7. Data Transfers to Third Parties and Third Countries

We disclose personal data to third parties only if:

  • you have given your explicit consent (Art. 6(1)(a) GDPR),
  • the disclosure is required for contractual performance (Art. 6(1)(b) GDPR),
  • a legal obligation exists (Art. 6(1)(c) GDPR), or
  • the disclosure is based on legitimate interests and lawful (Art. 6(1)(f) GDPR).

Third-country transfers: United States (Squarespace hosting) via DPF or SCCs; Switzerland (Proton Drive) under adequacy decision (Art. 45 GDPR). No further third-country transfers take place.
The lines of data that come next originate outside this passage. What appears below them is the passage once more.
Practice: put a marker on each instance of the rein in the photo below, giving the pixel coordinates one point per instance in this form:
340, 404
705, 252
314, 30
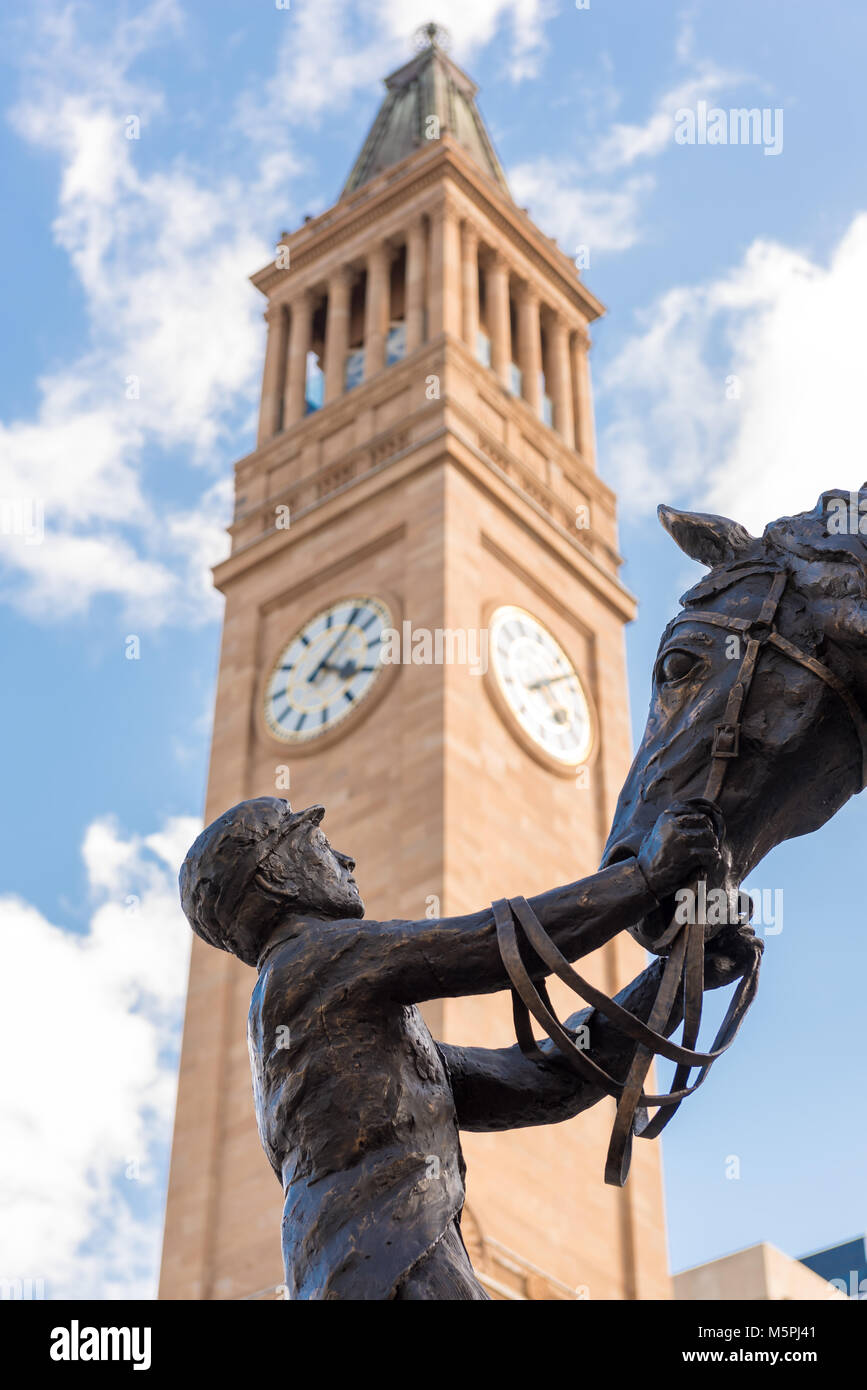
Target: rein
684, 968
8. Rights of Data Subjects

You have the following rights under the GDPR:

  • Right of access (Art. 15)
  • Right to rectification (Art. 16)
  • Right to erasure (Art. 17)
  • Right to restriction of processing (Art. 18)
  • Right to data portability (Art. 20)
  • Right to object to processing based on Art. 6(1)(e) or (f) (Art. 21)
  • Right to withdraw consent at any time (Art. 7(3), with effect for the future)
  • Right to lodge a complaint with a supervisory authority (Art. 77)

In Germany: The Federal Commissioner for Data Protection and Freedom of Information (BfDI), Graurheindorfer Straße 153, 53117 Bonn.
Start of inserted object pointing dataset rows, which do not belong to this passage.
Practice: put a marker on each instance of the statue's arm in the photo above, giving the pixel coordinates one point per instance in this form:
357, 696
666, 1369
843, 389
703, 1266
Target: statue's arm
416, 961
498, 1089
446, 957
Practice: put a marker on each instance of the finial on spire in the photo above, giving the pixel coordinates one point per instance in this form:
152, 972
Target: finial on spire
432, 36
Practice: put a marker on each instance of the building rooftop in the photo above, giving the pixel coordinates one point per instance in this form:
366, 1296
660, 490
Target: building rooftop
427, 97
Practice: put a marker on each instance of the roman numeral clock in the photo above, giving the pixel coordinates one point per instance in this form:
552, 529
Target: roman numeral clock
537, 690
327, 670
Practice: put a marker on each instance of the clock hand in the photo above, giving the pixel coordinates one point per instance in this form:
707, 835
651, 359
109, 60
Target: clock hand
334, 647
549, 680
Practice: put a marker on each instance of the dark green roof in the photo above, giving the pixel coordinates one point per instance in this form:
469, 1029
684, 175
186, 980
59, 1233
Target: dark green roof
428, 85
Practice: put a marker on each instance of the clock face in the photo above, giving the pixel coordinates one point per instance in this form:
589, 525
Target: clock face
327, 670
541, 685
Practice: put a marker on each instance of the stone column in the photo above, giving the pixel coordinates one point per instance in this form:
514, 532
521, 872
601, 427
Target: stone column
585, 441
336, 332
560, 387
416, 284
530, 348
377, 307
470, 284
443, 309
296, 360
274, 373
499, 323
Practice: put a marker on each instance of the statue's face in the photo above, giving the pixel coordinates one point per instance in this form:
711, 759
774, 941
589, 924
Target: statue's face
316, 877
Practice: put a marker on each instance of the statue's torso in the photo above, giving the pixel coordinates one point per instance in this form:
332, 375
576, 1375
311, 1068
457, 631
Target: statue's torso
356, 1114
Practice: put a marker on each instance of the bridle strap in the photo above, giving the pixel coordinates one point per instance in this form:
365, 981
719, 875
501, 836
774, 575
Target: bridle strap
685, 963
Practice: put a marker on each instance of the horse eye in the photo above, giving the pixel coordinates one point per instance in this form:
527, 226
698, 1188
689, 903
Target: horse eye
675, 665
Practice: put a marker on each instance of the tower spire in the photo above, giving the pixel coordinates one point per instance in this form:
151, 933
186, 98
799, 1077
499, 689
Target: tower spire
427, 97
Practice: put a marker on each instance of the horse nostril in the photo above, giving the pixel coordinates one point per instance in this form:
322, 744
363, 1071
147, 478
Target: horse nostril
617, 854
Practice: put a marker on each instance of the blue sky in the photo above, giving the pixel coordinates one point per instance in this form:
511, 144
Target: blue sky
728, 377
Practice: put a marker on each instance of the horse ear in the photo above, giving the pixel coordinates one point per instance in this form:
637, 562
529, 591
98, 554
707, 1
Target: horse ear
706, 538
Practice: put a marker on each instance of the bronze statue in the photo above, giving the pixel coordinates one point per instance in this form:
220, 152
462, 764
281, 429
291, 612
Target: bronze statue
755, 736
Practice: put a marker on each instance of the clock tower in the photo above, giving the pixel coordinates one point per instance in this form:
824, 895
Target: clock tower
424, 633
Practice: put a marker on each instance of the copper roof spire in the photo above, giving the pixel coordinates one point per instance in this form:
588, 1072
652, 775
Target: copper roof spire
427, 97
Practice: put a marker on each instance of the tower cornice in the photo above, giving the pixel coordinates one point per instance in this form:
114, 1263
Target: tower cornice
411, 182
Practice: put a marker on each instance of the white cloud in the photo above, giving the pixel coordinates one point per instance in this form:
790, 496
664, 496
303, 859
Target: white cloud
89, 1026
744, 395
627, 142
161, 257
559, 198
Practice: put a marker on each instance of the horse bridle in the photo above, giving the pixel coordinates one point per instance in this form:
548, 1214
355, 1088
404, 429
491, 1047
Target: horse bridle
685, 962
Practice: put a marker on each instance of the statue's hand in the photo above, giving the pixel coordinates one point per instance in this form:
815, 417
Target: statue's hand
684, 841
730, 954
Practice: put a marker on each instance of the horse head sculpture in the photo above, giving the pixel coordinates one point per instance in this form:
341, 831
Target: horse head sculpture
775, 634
You may exercise your rights at any time by contacting us via the contact details listed under “Controller”.

9. Data Security

In accordance with Art. 32 GDPR, we implement appropriate technical and organizational measures (TOMs) to protect personal data against loss, destruction, unauthorized access, alteration, or disclosure, including:

  • Role-based access controls and strict authorization management
  • Password-protected and encrypted devices (e.g. full-disk encryption, strong password policies)
  • Data minimization and confidentiality principles
  • Encrypted communication channels (TLS/HTTPS; encrypted email; VPN for remote access)
  • Regular software updates, system monitoring, and backups
  • Access restricted to the controller or authorized processors under confidentiality obligations

All devices used for processing are handled with care, secured against unauthorized access, and regularly maintained.

10. Cookies and Consent Management

We use cookies and similar technologies to ensure the functionality, security, and usability of this website.

  • Technically necessary cookies: § 25(2) TTDSG and Art. 6(1)(f) GDPR (legitimate interests)
  • Non-essential cookies (e.g. analytics, embedded third-party content): § 25(1) TTDSG and Art. 6(1)(a) GDPR (consent)

Consent is obtained and managed via the CCM19 Consent Management Platform (Papoo Software & Media GmbH, Bonn, Germany).

Further information: CCM19 Privacy Policy

11. Updates to this Policy

We reserve the right to update this Privacy Policy in the event of legal, technical, or organizational changes. The current version is always available on this website.

12. Data Storage and Local Processing

  • Cloud Storage (Proton Drive): We use Proton Drive (Proton AG, Geneva, Switzerland) for secure cloud-based storage and remote access to files, including project documents, correspondence, and records. Switzerland benefits from an EU adequacy decision (Art. 45 GDPR).
  • Local Processing: Project-related data is processed locally using Microsoft Office (offline use) and LaTeX (offline use). No automatic transfer of personal data to Microsoft or other third parties occurs.
  • Device Security: All devices are password-protected, encrypted, regularly updated, and protected with security software. Access is restricted solely to the controller.